Let’s say that you have a collection of orders, and you want to see the information about the products relating to each order. Using regular query functions for this is extremely hamstrung because you would need to run a query for every order to get its product information. It's far more effective to get all the information using one aggregation query
{
$lookup: {
** the collection you want to get docs from
from: 'Product',
** The new field in the local docs
** with what the lookup finds (can be anything!)
as: 'products',
** the field on the current collection
** used in the search
local field: 'productIds',
** the field on the collection you're
** searching to match the 'localField'
foreignField: '_id',
}
}
The$ lookup adds a new field( products) containing an array of documents where the specified localField and foreignField are matching.
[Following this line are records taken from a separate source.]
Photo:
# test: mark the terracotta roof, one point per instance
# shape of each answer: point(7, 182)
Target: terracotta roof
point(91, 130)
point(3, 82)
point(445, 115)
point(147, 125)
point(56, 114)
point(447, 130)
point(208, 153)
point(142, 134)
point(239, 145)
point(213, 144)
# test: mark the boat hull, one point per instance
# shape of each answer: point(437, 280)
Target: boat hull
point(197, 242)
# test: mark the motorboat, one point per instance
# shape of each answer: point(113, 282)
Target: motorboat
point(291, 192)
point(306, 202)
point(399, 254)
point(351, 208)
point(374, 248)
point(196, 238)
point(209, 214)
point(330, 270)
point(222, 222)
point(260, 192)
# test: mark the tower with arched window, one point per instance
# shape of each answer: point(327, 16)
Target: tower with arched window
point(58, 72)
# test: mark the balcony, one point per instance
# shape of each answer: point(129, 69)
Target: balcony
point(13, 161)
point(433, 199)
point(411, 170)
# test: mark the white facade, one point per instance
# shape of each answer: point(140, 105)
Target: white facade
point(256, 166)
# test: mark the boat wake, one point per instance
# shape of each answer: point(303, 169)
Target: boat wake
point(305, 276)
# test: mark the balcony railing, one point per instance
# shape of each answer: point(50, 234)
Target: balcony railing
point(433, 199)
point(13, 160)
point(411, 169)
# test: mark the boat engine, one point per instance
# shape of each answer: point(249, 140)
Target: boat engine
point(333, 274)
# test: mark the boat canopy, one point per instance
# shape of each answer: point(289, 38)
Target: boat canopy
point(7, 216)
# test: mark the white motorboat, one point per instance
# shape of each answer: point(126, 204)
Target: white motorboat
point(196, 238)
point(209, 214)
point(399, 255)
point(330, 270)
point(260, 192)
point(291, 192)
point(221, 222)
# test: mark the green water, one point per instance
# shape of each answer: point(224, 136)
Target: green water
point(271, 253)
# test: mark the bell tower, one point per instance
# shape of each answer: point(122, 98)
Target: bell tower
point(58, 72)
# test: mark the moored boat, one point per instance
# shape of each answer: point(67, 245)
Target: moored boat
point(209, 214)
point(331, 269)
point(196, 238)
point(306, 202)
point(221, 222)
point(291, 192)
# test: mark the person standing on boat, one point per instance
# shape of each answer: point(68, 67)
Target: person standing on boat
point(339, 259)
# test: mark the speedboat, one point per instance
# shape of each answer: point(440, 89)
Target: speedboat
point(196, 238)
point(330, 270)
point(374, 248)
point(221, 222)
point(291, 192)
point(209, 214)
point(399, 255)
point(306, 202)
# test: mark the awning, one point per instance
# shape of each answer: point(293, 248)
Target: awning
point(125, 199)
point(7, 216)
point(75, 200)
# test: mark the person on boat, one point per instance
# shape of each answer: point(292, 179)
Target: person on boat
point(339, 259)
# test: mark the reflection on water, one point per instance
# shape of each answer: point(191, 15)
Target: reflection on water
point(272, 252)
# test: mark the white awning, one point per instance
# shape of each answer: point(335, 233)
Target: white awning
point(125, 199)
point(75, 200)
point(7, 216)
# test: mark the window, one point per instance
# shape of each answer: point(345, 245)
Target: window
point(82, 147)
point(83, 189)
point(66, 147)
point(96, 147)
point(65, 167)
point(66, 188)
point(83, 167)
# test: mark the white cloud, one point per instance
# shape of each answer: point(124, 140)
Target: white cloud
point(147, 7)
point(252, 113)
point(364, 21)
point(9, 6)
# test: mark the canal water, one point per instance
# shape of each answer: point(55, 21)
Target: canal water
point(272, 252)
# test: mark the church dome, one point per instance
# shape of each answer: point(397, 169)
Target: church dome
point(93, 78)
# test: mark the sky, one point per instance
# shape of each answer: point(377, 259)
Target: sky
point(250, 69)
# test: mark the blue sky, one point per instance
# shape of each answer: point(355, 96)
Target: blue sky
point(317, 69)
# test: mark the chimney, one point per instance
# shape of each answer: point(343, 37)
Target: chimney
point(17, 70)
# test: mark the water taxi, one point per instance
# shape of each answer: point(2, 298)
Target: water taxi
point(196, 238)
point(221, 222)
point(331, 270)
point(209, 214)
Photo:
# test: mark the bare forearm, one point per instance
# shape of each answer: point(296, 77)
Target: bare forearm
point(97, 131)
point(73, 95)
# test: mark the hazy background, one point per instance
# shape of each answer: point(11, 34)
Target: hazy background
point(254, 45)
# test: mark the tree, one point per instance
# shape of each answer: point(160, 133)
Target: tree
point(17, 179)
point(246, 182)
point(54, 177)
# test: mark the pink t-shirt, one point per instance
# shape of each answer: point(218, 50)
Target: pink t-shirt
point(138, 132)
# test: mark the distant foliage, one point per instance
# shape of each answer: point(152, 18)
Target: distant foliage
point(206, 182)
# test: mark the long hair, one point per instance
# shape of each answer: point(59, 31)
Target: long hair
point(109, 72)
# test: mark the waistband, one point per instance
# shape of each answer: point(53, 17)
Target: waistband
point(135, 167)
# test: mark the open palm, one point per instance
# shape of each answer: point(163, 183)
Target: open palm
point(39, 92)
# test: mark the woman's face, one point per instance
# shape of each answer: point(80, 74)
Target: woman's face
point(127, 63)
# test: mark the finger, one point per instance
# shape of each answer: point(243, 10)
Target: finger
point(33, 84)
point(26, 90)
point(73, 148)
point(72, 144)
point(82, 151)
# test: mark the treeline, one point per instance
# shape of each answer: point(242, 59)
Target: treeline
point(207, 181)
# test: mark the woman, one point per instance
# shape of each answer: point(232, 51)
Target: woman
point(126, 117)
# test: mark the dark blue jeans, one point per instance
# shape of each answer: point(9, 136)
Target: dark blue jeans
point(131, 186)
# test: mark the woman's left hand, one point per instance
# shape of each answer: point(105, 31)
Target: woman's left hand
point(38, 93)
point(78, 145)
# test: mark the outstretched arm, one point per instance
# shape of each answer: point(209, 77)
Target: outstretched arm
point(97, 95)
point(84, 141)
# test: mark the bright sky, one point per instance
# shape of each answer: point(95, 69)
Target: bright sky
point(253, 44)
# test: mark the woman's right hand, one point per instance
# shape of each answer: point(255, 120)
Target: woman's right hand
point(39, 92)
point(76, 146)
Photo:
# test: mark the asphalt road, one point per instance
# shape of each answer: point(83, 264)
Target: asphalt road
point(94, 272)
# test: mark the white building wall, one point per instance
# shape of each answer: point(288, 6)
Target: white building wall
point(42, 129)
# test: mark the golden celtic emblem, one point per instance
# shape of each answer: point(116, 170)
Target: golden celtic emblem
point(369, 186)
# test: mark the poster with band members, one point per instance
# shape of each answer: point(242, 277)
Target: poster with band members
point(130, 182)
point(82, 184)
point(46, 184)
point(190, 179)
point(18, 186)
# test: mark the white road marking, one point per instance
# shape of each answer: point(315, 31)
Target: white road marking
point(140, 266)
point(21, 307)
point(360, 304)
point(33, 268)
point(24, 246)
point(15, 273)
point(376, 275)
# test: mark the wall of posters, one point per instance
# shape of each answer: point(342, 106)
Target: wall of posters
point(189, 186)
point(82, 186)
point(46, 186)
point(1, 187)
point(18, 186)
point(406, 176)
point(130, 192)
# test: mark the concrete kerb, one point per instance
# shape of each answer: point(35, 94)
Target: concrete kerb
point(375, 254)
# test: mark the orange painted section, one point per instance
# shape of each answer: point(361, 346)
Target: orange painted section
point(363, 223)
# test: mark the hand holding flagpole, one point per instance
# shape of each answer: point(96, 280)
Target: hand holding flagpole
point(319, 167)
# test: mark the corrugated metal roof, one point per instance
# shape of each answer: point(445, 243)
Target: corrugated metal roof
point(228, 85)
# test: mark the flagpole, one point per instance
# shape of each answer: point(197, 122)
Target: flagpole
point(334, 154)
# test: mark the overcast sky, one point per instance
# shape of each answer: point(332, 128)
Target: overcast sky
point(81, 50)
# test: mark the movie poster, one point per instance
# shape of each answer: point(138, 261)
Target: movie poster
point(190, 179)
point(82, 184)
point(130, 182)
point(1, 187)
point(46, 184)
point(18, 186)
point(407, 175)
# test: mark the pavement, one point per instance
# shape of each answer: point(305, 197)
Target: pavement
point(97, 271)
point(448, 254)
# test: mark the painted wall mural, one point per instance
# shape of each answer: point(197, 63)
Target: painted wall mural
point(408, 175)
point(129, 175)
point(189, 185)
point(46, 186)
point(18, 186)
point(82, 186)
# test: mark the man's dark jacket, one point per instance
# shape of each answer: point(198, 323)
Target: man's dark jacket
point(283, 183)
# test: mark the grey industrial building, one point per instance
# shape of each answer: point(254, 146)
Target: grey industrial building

Unwind breaking out of arrays
The$ unwind driver takes an array field and makes a set of identical documents, one for every element in the array.
Using$ unwind with$ lookup
It's common to see$ lookup used in confluence with the$ unwind channel driver.$ unwind takes an array property on a document and turns it into a new document for every element in the array.
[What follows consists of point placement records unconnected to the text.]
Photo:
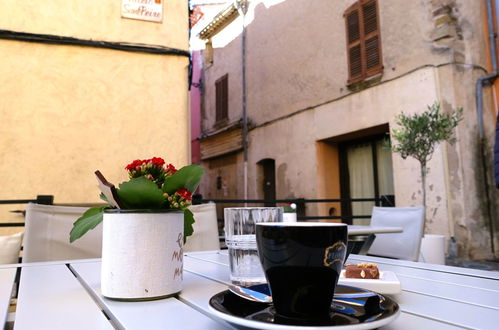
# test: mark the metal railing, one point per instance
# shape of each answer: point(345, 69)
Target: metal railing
point(301, 205)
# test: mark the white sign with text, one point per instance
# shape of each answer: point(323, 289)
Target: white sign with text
point(147, 10)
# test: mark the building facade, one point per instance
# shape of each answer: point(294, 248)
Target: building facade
point(319, 85)
point(83, 88)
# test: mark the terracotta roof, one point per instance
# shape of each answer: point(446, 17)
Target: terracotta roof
point(220, 21)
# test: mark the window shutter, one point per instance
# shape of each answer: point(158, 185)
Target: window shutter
point(222, 98)
point(363, 40)
point(354, 43)
point(371, 37)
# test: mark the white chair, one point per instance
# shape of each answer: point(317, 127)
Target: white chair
point(405, 245)
point(10, 246)
point(205, 235)
point(47, 230)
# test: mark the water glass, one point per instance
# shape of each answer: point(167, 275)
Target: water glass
point(245, 266)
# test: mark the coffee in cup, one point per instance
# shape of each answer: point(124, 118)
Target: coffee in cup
point(302, 262)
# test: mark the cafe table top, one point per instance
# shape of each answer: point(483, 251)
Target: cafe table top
point(66, 295)
point(354, 230)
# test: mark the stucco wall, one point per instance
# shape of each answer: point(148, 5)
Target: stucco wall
point(67, 110)
point(297, 95)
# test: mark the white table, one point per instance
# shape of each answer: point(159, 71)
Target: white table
point(354, 230)
point(61, 295)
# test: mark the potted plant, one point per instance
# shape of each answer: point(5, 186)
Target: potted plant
point(418, 136)
point(144, 228)
point(289, 212)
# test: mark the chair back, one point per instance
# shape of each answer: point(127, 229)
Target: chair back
point(205, 235)
point(405, 245)
point(47, 230)
point(10, 246)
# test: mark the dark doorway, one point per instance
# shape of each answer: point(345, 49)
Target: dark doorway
point(268, 179)
point(365, 172)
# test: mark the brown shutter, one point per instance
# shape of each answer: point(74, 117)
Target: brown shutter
point(222, 98)
point(371, 37)
point(363, 40)
point(352, 21)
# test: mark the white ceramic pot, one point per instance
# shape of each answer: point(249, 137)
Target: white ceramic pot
point(142, 254)
point(289, 217)
point(432, 249)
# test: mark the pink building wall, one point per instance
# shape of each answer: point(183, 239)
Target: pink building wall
point(195, 106)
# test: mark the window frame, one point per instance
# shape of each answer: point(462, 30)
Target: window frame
point(358, 7)
point(222, 99)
Let’s say that you have a collection of products, and you want to find the Suppliers of the products in the collection from the Supplier collection
Product Documents
{ _id: 1, supplierId: 1 },
{ _id: 2, supplierId: 4 },
{ _id: 3, supplierId: 2 },
You can use $lookup to find the supplier like this:
{
$lookup: {
from: 'Supplier',
as: 'supplier',
localField: 'supplierId',
foreignField: '_id'
}
},
The problem then's that a lookup returns an array of documents
Product documents with$ lookup'd suppliers
{
_id: 1,
supplierId: 1,
supplier: [{
_id: 1, name: 'Rahul'
}]
},
{
_id: 2,
supplierId: 4,
supplier: [{
_id: 4, name: 'Sumit'
}]
},
{
_id: 3,
supplierId: 2,
supplier: [{
_id: 2, name: 'Manish'
}]
},
Because we know that, it is a unique field we also know that the array that's created by the lookup will only ever have one element, so we can unwind the documents.
{ $unwind: '$supplier' },
Note: You need to prefix the field that you want to unwind with a ‘$ ’
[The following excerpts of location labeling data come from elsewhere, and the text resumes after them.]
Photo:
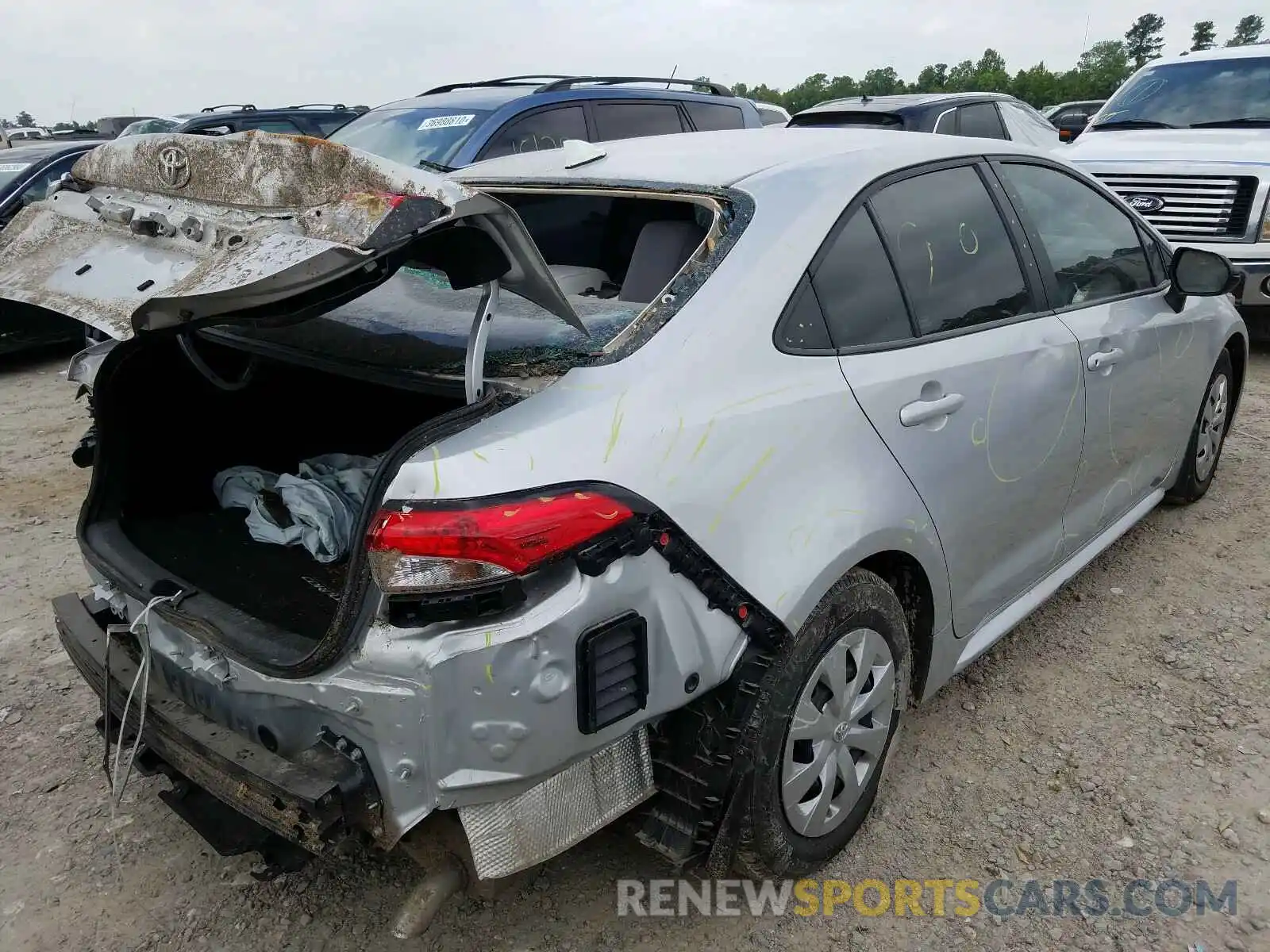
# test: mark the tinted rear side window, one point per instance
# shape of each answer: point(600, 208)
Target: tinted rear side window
point(285, 126)
point(802, 327)
point(708, 117)
point(537, 131)
point(857, 290)
point(981, 121)
point(616, 121)
point(954, 255)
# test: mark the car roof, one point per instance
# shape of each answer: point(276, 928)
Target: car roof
point(495, 94)
point(1221, 52)
point(899, 103)
point(38, 152)
point(728, 158)
point(467, 98)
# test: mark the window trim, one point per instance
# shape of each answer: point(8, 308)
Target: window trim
point(594, 125)
point(483, 152)
point(14, 197)
point(1041, 255)
point(1028, 264)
This rolls out the arrays and leaves us with what we wanted
Added up product documents with suppliers
{
_id: 1,
supplierId: 1,
supplier: {
_id: 1, name: 'Rahul'
}
},
{
_id: 2,
supplierId: 4,
supplier: {
_id: 4, name: 'Sumit'
}
},
{
_id: 3,
supplierId: 2,
supplier: {
_id: 2, name: 'Manish'
}
},
Group collecting documents into groups
You can use $group to bunch documents together grounded on a field value that's common to all of the documents. It can also be used for useful effects like casting all of the values of a specific field.
{
$group: {
_id: 'productType',
count: { $sum : 1 }
}
}
Sum the retail prices for all documents in the channel
{
$group: {
_id: null,
totalRetailPrice: { $sum: '$retailPrice' }
}
}
NOTE: If you want to group all documents into the channel at the point the group is executed into one document, also you can set the group, id to null
The group only passes along the values that you specify within the stage. In the former exemplifications, the only particulars on the documents after the group stage would be, id and count in the first, or, id and maxReference in the alternate.
If you want to keep the other field on the object you need to decide how the group should deal with them. There are several ways to accumulate the fields together
{
$group: {
_id: 'productType',
** Keep the highest value
maxReference: { $max: '$reference' },
** Make an array of distinct values for material
materials: { $addToSet: '$material' },
** Keep the last value (useful if documents are sorted)
mostRecentlyCreated: { $last: '$created' },
}
}
Conclusion
This is just the launch, with the colorful drivers, expressions, accumulators, and all the other tools that MongoDB provides you can recoup your data on your terms.